Now it’s time to see what difference a year makes. Shipley and Beaux Collins, in particular, have a chance to be true standouts after productive freshman campaigns. Tate gets to re-apply his experience at a position of need. Another rising sophomore, tight end Jake Briningstool, could be a matchup nightmare at 6-foot-6, nearly 240 pounds.

These sophomores have a chance to turn the tide for Clemson offensively, and their defensive counterparts could supercharge a talented unit. Andrew Mukuba, the reigning ACC defensive newcomer of the year, might be more than just a safety, experimenting at “nickel” linebacker and corner. Barrett Carter, the former five-star, adds incredible speed at linebacker. And the Tigers need a starting corner opposite senior Sheridan Jones, and Nate Wiggins could be prepared to make that leap.

“I think he’s the best cover dude, corner in college football,” Uiagalelei said of Wiggins. “Only going to be a sophomore, but the stuff he does out there in practice — just his technique, just his football IQ, reading routes — he’s really special.”

Freshmen to watch

While the sophomore class should play an outsized role in boosting Clemson’s fortunes, it’s always worth monitoring early risers from the freshman ranks.

They can fill whatever cracks remain.

At corner, Jeadyn Lukus and Toriano Pride have the talent to push for playing time. Adam Randall is working his way back from an ACL injury, but fellow receiver Antonio Williams has arrived and could have a chance to see the field early as a slot receiver. Blake Miller and Collin Sadler could be ready to contribute on the offensive line, if called upon.

And, of course, Klubnik will be in the spotlight.

Like with Mukuba in 2021, Clemson is never afraid to throw a freshman onto the field if they are the best of the bunch. Camp will be their chance to stake a claim to early snaps.

Slotted in

If any position group outside of the offensive line was in disarray last year, it was probably Clemson’s receiver corps. At one point, former walk-on Will Swinney was starting in the slot.

That slot position was a glaring need following Amari Rodgers' graduation to the NFL. It didn't help that Will Taylor (ACL tear) and Brannon Spector (COVID-19 complications) were both sidelined.

Spector returned in spring practice, though, and received plenty of snaps. Receivers coach Tyler Grisham says his expectation is for the fourth-year junior to start. Taylor, who was able to play the last month of baseball season, will make a complete transition to receiver and adds another weapon who can take a quick pass and make a play in space.
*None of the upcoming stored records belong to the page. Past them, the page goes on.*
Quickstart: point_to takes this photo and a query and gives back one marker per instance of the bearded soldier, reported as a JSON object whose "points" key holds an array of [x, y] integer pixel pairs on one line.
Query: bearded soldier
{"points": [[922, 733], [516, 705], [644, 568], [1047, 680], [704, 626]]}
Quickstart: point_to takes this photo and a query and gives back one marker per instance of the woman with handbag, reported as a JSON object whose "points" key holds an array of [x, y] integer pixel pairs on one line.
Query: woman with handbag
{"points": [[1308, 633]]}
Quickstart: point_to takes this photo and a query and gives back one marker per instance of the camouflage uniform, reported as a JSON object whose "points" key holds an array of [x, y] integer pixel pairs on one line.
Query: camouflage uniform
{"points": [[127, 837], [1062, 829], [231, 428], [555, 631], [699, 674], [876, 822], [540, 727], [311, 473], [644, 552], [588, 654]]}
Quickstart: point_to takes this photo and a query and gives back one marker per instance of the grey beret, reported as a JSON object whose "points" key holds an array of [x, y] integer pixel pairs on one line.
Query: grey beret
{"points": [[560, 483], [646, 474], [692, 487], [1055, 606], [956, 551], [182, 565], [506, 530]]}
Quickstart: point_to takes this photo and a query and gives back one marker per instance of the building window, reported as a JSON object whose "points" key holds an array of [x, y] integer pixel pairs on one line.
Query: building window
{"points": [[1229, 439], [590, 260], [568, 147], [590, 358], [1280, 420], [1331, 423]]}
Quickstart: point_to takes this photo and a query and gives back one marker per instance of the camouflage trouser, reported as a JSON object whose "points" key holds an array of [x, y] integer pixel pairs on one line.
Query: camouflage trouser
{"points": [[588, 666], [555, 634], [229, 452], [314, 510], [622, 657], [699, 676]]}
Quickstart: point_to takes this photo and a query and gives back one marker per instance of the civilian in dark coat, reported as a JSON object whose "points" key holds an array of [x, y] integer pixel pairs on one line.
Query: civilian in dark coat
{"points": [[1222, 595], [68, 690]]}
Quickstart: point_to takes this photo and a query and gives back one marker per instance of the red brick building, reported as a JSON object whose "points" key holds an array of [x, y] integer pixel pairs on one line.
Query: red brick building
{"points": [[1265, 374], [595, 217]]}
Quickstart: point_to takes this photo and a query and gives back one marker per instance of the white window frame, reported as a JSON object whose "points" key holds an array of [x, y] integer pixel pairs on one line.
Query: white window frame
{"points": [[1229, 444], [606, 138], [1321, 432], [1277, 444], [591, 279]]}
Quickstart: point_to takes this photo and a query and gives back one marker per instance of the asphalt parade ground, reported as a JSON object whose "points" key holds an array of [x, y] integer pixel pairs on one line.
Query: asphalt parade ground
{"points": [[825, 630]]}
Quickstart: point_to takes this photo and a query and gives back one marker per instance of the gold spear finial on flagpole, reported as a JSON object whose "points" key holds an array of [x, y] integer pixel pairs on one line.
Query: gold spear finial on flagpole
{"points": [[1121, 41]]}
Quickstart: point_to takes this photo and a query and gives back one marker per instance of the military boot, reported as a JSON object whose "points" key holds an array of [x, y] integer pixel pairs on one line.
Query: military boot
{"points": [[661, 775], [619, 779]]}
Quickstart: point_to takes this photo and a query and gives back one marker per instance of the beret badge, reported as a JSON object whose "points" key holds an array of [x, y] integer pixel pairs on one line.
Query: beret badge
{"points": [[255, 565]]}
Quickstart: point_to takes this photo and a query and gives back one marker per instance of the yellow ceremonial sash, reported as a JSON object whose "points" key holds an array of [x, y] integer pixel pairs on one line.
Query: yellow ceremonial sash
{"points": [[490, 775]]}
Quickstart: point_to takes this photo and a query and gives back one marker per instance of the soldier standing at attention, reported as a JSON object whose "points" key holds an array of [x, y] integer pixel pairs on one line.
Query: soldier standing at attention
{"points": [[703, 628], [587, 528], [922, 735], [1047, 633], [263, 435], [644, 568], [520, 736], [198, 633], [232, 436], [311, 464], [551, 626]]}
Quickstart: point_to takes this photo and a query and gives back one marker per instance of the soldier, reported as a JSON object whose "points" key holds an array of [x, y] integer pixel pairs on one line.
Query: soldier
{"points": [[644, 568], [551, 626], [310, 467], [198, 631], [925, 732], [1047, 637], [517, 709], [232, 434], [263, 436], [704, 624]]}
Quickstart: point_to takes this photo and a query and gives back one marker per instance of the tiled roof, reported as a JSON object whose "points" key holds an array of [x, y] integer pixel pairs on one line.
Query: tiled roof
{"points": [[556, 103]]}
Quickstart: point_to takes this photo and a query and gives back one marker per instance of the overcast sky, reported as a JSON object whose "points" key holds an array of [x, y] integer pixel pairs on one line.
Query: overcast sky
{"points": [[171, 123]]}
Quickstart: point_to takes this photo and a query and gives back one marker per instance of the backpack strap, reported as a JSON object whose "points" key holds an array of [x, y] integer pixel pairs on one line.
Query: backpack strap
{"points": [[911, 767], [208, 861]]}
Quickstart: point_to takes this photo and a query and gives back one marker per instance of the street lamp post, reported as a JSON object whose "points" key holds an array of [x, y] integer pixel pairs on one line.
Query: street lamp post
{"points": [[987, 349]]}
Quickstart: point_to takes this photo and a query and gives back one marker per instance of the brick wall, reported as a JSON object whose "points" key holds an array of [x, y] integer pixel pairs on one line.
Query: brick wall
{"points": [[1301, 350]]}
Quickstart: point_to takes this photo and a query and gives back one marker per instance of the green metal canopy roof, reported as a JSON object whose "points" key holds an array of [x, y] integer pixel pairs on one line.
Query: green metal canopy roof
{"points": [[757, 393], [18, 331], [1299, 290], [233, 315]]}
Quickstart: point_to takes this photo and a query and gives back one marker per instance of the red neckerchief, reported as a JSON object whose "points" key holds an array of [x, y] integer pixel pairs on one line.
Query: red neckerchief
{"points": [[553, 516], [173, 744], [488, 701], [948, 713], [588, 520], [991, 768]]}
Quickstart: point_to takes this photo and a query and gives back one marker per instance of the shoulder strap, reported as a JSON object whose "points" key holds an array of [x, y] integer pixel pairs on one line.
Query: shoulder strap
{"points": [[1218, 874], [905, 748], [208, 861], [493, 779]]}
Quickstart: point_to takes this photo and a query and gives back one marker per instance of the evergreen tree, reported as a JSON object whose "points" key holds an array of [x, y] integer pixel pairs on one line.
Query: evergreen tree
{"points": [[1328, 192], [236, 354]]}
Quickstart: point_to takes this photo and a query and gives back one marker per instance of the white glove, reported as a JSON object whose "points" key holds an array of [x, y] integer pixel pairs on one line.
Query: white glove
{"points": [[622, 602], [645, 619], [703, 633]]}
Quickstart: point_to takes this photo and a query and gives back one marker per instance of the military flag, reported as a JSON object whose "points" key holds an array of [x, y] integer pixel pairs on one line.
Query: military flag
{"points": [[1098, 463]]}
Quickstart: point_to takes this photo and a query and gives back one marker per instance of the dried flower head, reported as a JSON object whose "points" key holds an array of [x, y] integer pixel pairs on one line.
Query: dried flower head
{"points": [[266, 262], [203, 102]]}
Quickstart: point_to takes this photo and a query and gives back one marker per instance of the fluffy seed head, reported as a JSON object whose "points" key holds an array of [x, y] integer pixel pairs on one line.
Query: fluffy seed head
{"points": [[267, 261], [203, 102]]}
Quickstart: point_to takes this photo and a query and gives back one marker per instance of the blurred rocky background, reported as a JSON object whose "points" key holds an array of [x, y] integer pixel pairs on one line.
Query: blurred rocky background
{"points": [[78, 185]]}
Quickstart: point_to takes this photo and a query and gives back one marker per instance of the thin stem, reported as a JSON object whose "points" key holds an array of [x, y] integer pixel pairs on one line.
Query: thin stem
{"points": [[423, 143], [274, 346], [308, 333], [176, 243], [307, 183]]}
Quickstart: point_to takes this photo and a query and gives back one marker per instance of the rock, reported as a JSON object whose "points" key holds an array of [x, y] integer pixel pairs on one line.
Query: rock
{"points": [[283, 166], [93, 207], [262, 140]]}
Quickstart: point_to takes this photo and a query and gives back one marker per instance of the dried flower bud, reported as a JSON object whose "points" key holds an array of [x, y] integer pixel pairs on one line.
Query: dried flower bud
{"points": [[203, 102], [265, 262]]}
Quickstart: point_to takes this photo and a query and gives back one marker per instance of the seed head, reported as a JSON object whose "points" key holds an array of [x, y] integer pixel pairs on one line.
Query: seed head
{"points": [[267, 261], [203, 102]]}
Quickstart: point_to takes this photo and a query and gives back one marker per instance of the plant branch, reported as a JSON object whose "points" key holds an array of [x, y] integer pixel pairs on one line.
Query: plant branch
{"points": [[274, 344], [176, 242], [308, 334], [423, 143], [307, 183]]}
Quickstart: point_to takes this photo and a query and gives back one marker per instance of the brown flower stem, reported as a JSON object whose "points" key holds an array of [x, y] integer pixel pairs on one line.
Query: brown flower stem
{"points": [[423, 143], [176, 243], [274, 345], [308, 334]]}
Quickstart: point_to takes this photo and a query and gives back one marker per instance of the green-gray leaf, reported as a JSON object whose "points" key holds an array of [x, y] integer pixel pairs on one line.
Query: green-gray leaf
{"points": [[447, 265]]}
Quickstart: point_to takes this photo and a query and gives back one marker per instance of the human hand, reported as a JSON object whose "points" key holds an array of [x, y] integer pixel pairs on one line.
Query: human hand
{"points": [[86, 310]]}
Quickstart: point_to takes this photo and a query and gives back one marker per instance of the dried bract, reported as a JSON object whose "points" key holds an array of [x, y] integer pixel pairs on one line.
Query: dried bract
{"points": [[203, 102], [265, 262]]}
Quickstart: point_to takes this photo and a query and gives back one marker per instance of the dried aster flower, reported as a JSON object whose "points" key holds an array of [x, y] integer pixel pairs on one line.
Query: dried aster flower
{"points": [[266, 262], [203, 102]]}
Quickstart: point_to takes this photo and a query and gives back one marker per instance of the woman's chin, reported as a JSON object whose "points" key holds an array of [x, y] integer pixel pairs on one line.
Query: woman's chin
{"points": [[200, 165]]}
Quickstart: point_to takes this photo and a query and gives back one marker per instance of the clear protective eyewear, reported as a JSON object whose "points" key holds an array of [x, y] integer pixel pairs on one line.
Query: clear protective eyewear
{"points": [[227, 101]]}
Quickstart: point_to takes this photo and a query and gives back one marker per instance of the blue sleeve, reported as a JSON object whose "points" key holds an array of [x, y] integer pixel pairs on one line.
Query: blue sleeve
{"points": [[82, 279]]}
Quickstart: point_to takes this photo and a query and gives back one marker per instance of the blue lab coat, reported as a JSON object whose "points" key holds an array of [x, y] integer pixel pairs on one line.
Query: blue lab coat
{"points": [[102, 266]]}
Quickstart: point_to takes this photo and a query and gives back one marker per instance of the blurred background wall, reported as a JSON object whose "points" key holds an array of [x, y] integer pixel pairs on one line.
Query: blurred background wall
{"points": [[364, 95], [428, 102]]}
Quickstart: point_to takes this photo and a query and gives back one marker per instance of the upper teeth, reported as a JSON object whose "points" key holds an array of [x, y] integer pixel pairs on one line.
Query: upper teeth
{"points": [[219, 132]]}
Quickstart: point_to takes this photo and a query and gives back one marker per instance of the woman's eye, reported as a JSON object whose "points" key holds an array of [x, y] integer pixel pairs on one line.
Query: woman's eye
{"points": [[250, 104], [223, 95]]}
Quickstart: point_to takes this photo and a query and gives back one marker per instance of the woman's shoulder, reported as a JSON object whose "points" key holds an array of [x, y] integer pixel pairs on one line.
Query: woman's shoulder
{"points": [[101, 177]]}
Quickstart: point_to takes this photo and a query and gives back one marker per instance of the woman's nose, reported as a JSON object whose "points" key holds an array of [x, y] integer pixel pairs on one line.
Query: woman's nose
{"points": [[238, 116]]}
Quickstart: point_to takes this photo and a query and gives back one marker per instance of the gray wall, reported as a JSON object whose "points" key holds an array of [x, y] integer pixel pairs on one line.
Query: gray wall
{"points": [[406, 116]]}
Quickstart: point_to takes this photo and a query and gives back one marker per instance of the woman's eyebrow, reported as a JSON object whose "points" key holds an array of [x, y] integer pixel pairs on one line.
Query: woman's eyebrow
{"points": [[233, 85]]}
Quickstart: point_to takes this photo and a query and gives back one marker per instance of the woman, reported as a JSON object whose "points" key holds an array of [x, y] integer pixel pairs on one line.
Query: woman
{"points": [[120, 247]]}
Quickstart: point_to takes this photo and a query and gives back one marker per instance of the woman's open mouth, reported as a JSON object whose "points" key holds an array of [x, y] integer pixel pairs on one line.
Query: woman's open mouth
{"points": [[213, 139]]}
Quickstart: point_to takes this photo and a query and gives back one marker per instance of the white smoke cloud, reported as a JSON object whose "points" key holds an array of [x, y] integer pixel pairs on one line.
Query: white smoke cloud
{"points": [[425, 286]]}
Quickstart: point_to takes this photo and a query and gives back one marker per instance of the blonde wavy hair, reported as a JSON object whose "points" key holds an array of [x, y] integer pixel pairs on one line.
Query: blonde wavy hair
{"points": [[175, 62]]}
Add in true freshman Antonio Williams, and Clemson appears to have more options in the slot this season. The Tigers need a "horizontal" threat to emerge and make the passing game harder to defend.

Man in the middle

The defensive line appears incredibly deep, but the talent behind them could take Clemson’s defense to another level. A potential first-round pick, junior Trenton Simpson, is set to move from the “nickel” to a more traditional “weakside” linebacker role, and the speedster Carter should feature at the “nickel” spot.

But questions remain at middle linebacker. There are three players — LaVonta Bentley, Keith Maguire, and Jeremiah Trotter Jr. — vying for the No. 1 role.

Bentley and Maguire, both redshirt juniors, have the edge in experience. But the sophomore Trotter, son of the former All-Pro middle linebacker by the same name, was practically born to play the position; he was uber-productive whenever he relieved James Skalski during the 2021 season.

Who will be Skalski’s successor? At this point, it isn't clear. But camp should provide some clarity.